United Kingdom Purcell, Haydn, Beethoven: Chiaroscuro Quartet (Alina Ibragimova, Pablo Hernan Benedi [violin], Emilie Hornlund [viola], Claire Thirion [cello]). Turner Sims, Southampton, 4.6.2023. (CK)
Purcell – Fantasias a 4 in C minor, D minor, G major
Haydn – Quartet in D, Op.33 No.6
Beethoven – Quartet No.11 in F minor, Op.95 ‘Serioso’
It was good to welcome back Associate Artists the Chiaroscuro Quartet to the Turner Sims, in a programme of Purcell, Haydn and Beethoven. Alina Ibragimova, their leader, is a fine artist, hardworking, versatile and undemonstrative: I last saw her, partnered by pianist Cédric Tiberghien, in a recital of late-nineteenth century French music. The Chiaroscuro’s music-making is informed by historical practice – playing on gut strings, they produce a clean, vibrato-less, beautiful sound that consistently stimulates the ear: wonderfully suited, as was immediately apparent, to the music of Purcell.
They opened the concert with three of Purcell’s nine Fantasias for four viols, written when he was twenty-one. Purcell wrote Fantasias for other combinations, but in this context it was tempting to hear them as proto-string quartets, rather than as a late, great homage to the older tradition of English consort music. Purcell was a busy court composer, writing for specific public occasions: uniquely, in these instrumental works, he seems to have composed for his own pleasure and, presumably, that of his friends – an anticipation of the purpose of chamber music.
Purcell had no successors. We are astonished, as we are with Mozart and Schubert, that such a short life should have yielded so much great music; and we may ponder what he might have written had he lived on into the eighteenth century, into the era of Handel. Listening to these Fantasias, so beautifully played by the Chiaroscuros, it was hard to avoid a poignant sense of what has been lost.
In the last of Haydn’s Op.33 ‘Russian’ Quartets, the vibrancy of playing from the Chiaroscuros and their unanimity of attack made the engaging opening movement bracing rather than merely genial. Ibragimova made the most of her beautiful melody, accompanied discreetly by the other instruments, at the centre of the plangent Andante; as did Claire Thirion in her bluff, good-humoured cello solo in the Trio of the ensuing Scherzo. The finale’s major and minor sections were kept in well-behaved balance, their alternations doing nothing to disturb the music’s essential calm.

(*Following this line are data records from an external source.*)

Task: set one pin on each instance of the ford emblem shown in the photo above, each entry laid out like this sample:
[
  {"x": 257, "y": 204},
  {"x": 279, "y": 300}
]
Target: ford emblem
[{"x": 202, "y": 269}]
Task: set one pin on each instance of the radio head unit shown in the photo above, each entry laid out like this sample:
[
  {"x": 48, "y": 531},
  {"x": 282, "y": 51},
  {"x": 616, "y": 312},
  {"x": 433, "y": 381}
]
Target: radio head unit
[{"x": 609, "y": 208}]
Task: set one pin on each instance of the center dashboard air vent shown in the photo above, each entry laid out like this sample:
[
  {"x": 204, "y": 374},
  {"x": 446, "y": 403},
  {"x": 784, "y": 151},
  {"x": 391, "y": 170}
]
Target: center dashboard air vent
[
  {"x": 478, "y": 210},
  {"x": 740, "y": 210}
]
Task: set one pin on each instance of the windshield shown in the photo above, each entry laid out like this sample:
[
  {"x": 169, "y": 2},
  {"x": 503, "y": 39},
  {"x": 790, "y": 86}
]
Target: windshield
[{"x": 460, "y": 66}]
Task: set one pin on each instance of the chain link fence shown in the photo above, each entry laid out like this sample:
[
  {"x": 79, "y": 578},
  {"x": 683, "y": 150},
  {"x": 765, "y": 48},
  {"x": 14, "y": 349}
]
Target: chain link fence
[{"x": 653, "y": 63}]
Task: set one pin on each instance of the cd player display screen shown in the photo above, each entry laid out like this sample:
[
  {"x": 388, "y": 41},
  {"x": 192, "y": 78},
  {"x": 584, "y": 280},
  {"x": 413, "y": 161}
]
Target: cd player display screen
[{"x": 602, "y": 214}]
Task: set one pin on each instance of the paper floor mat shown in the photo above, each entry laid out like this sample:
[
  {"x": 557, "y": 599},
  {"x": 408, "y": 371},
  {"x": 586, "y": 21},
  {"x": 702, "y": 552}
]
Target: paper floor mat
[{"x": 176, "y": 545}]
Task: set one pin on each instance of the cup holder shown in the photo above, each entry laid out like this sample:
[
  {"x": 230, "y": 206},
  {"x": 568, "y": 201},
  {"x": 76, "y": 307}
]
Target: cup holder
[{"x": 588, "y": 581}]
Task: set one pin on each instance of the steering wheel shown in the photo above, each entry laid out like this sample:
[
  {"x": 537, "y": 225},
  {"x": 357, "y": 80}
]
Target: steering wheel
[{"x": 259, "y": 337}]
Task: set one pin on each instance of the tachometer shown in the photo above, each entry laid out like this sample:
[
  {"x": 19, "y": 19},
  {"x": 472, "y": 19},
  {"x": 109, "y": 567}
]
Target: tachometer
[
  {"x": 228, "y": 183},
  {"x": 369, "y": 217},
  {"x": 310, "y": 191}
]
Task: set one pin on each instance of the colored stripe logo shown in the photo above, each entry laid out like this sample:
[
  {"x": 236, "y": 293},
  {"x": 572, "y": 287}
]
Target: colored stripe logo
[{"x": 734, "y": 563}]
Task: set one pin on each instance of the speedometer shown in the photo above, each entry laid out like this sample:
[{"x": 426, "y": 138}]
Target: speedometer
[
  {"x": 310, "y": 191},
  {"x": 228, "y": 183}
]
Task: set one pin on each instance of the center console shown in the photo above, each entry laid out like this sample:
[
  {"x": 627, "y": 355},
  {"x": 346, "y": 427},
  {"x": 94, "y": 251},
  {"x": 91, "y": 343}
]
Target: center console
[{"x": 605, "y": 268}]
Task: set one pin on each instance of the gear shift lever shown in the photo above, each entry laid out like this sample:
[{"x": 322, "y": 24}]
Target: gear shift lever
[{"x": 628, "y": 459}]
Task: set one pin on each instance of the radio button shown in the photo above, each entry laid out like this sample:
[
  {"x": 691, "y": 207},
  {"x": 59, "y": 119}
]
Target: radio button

After the interval, a riveting performance of Beethoven’s F minor Quartet: torment and tenderness, a critic has written of the first movement, but during the tender passages we are always braced for the next explosion of dark energy. Even more striking is the work’s compression: the movement lasts under five minutes. In the Allegretto, the cello leads us down into the dark: and for all the wan beauty of much of the movement, there is a chill that it can never shake off. The Scherzo is of course a dance, but a grim, harsh one, from which the Trio offers only temporary relief. All this the Chiaroscuros projected with maximum vividness: so also the restless, seemingly undirected energies of the finale. The unexpected ending, arriving from nowhere, felt more agitated than jubilant.
By the clock, this was a short concert: under an hour’s music (excluding the Mendelssohn encore). Yet it did not feel so. Beethoven’s Op.95, in its terseness and compression, taxes the listener as the late quartets do. You cannot relax or switch off while the Chiaroscuros are playing, they demand, and reward, keen attention and close focus. I do not imagine that anyone left the Turner Sims that evening feeling short-changed.